Kino

Scholz deutet Ausgleich für Kapazitätsbeschränkungen in der Kultur an

Dass man Versprechen des Bundesfinanzministers zu Hilfen für die Kulturbranche eher skeptisch beurteilen muss, haben die vergangenen Monate leider allzu deutlich gezeigt. Interessant bleibt der Ansatz, an dem aktuell gearbeitet werden soll, dennoch.

27.01.2021 12:10 • von Marc Mensch
Bundesfinanzminister Olaf Scholz (Bild: Bundesministerium der Finanzen/Thomas Koehler)

Ausbleibende Zahlungen, nachträglich geänderte Kriterien und vor allem die massive Bremse eines EU-Beihilferechts, das schon vor geraumer Zeit für diese Ausnahmesituation hätte angepasst werden müssen: Nicht zuletzt aufgrund dieser Faktoren klafft aktuell eine eklatante Lücke zwischen den Hilfsversprechen der Bundesregierung und den tatsächlichen Leistungen. Insofern mag es schwer fallen, Ankündigungen allzu viel Gewicht beizumessen, selbst dann, wenn sie vom Bundesfinanzminister kommen. Aber in diesem Fall sollte man zumindest aufhorchen - und Politiker mit dieser Erkenntnis konfrontieren, wenn es denn dann tatsächlich mal wieder in medias res - sprich: an die Rahmenbedingungen einer Wiedereröffnung von Kulturstätten - geht.

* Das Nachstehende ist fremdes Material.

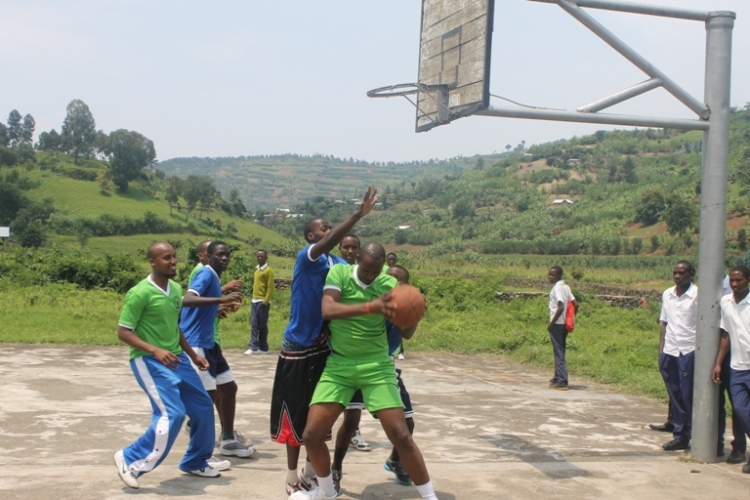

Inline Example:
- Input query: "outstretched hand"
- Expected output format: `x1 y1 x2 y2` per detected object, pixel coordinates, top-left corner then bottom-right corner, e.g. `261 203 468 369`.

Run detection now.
357 186 379 217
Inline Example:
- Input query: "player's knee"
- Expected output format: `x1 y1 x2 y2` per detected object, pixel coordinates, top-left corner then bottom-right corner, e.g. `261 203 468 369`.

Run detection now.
216 381 237 397
302 426 328 444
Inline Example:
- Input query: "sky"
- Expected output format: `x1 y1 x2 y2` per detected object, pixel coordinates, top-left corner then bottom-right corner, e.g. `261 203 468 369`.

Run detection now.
0 0 750 162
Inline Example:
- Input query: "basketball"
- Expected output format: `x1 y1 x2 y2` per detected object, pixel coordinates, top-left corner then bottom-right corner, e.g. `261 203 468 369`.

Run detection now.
389 283 426 328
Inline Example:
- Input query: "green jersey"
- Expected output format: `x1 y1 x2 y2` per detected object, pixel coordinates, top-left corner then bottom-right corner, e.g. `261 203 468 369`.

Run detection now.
119 276 187 359
188 262 221 345
325 264 398 360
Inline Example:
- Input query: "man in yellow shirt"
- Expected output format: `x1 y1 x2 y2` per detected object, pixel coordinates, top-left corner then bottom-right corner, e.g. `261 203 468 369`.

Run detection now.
245 250 275 356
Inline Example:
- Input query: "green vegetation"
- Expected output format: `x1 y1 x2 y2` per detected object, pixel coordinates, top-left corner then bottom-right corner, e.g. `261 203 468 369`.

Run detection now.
0 101 750 397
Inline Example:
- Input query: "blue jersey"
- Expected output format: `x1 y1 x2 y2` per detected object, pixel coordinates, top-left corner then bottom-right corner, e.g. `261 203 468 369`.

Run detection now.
180 266 221 349
284 245 346 347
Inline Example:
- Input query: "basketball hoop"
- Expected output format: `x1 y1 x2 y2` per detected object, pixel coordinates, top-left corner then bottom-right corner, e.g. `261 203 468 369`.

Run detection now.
367 83 455 125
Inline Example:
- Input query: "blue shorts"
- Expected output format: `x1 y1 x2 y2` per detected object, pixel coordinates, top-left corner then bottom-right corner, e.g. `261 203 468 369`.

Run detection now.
190 344 234 391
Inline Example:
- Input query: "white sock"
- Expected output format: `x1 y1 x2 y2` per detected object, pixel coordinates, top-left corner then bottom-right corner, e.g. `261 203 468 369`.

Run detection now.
302 460 315 477
415 481 438 500
286 469 297 484
318 474 334 500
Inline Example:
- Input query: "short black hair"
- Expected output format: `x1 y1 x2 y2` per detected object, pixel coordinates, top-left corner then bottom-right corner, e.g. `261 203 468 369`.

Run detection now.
208 240 229 255
359 241 385 262
303 217 324 243
675 260 695 274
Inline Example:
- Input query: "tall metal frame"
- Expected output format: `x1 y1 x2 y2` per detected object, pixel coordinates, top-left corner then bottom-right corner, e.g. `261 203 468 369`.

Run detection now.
476 0 736 462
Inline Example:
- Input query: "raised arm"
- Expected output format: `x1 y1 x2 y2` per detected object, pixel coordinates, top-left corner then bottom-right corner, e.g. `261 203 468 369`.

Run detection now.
310 187 378 260
182 290 244 307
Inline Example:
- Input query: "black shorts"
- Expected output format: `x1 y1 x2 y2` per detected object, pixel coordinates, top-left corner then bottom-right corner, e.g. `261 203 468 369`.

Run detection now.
271 345 331 446
374 368 414 418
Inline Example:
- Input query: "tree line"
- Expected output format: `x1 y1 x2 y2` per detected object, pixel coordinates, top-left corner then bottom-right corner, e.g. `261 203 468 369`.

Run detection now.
0 99 156 192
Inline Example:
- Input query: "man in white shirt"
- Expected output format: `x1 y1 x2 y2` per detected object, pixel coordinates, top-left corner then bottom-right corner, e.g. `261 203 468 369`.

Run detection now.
712 266 750 474
659 260 698 451
547 266 576 391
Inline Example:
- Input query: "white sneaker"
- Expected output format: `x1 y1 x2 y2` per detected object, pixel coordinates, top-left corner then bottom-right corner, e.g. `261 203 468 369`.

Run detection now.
289 488 337 500
206 457 232 471
219 439 255 458
180 465 221 477
113 450 141 490
234 431 248 444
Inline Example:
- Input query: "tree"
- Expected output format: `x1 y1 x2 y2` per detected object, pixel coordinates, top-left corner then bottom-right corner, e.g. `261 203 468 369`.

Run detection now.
106 129 156 192
36 129 62 151
620 156 638 184
164 175 184 215
663 193 695 235
8 109 23 147
0 123 10 148
635 189 666 226
62 99 96 163
21 114 36 144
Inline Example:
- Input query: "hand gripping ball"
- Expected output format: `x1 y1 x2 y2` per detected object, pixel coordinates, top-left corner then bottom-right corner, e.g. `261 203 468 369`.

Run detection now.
389 284 427 328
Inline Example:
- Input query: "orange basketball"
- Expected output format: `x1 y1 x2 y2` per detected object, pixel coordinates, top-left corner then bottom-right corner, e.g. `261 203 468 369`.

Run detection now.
389 283 426 328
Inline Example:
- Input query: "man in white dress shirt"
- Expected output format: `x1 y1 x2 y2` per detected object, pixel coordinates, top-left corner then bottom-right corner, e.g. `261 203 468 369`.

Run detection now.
659 260 698 451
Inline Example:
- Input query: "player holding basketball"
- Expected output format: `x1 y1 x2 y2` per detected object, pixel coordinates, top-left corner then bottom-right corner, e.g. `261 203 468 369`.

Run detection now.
271 187 378 495
289 243 437 500
114 243 224 488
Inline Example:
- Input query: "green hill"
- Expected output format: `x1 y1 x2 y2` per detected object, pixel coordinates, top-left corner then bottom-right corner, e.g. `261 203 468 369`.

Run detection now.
0 152 297 277
155 154 490 211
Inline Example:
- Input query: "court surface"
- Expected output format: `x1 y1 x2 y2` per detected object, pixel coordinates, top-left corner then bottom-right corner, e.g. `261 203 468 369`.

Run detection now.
0 344 750 500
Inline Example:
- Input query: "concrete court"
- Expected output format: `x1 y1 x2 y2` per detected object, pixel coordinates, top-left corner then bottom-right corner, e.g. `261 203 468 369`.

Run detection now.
0 345 750 500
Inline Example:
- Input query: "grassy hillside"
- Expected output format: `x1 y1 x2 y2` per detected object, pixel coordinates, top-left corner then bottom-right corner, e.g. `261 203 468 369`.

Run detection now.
155 154 490 211
0 152 292 277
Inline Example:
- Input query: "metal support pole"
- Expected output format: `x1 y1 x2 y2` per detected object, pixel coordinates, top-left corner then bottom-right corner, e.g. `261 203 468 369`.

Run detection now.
555 0 709 120
691 12 736 463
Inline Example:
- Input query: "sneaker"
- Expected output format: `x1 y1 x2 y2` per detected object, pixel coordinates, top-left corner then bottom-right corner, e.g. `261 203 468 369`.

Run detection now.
113 450 141 490
662 439 689 451
297 469 318 491
219 439 255 458
180 465 221 477
383 457 411 486
289 488 337 500
349 429 372 451
727 450 745 464
234 431 253 444
331 468 344 496
206 457 232 472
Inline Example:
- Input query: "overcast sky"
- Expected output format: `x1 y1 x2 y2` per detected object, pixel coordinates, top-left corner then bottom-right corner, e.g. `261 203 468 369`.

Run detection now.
0 0 750 161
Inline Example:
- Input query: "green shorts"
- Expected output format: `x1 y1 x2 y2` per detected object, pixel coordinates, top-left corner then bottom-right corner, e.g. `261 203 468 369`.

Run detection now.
310 354 404 413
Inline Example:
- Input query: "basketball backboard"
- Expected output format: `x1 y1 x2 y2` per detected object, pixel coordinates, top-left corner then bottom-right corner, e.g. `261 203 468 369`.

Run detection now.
416 0 495 132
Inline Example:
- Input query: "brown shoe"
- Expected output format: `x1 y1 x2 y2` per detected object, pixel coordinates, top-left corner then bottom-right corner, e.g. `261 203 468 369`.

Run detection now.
662 439 688 451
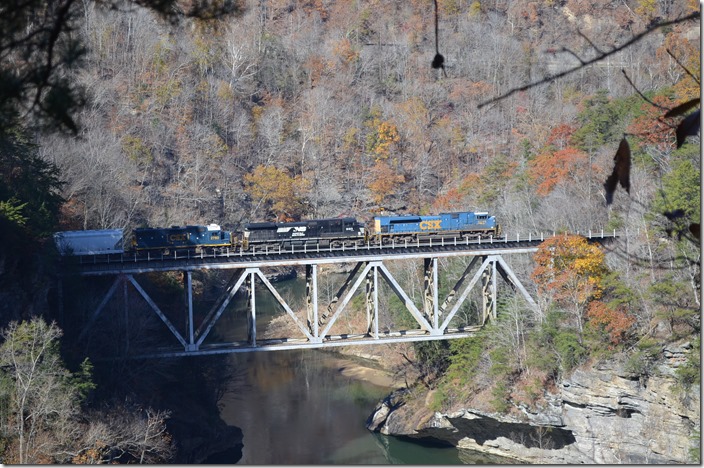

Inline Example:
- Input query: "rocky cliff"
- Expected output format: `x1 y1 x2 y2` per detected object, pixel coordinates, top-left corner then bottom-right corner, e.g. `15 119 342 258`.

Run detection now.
367 343 700 464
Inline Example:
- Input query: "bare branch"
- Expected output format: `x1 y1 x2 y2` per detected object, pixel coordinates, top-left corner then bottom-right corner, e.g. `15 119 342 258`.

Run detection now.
477 11 701 109
665 49 700 85
621 68 670 111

Denn unabhängig vom aktuell völlig unklaren Zeitrahmen für ein Wiedereröffnungsszenario stellt sich die ebenso entscheidende Frage nach den Rahmenbedingungen. Zwar liegen mittlerweile mehrere Studien vor, die eindeutig gegen Kapazitätsbeschränkungen im Ausmaß der ersten Wiedereröffnungsphase sprechen, allerdings ist völlig offen, ob diese Erkenntnisse tatsächlich zur Grundlage von Abstandsregeln im Kulturbetrieb gemacht werden, auch wenn es dazu erste positive Signale aus NRW gab (wir berichteten).

An dieser Stelle kommt ins Spiel, was Bundesfinanzminister Olaf Scholz im Interview mit dem vom Deutschen Kulturrat herausgegebenen Magazin "Politik & Kultur" verriet. Demnach arbeite der Bund aktuell an einem Fonds, der zwei Elemente umfassen solle: Zum einen wolle man "kleinere Kulturveranstaltungen" fördern, die "aufgrund von Hygienevorgaben mit deutlich weniger Publikum stattfinden müssen und sich sonst nicht rechnen würden". Das klingt nun nicht gerade auf Kinos gemünzt, die täglich mit einer größeren Zahl an Veranstaltungen arbeiten.

Aber es offenbart einen völlig zutreffenden Grundgedanken: Kulturveranstaltungen müssen nicht nur grundsätzlich ermöglicht werden, sie müssen auch wirtschaftlich umsetzbar sein. Ein Ausgleich für Kapazitätsbeschränkungen - der selbstverständlich nicht nur die Kinobetreiber, sondern auch die Verleiher erreichen müsste - wäre zumindest eine denkbare (Teil-)Antwort auf das, was sich als großes Dilemma während der ersten Wiedereröffnungsphase im vergangenen Jahr erwiesen hat.

Durchaus nicht uninteressant ist auch das zweite Element, das Scholz beschreibt, eine Art "Versicherung für größere Kulturveranstaltungen", die geplant und organisiert werden, aufgrund der Pandemiesituation dann aber wider Erwarten abgesagt werden müssen. Zwar spricht Scholz explizit nur von "Konzerten, Lesungen und Theater", aber man könnte problemlos auch große Open-Air-Kinoveranstaltungen darunter subsumieren.

Natürlich sind die Ankündigungen von Scholz wenig mehr als ein Strohhalm - aber in diesen Zeiten sollte man jeden positiven Ansatz nachhaltig verfolgen.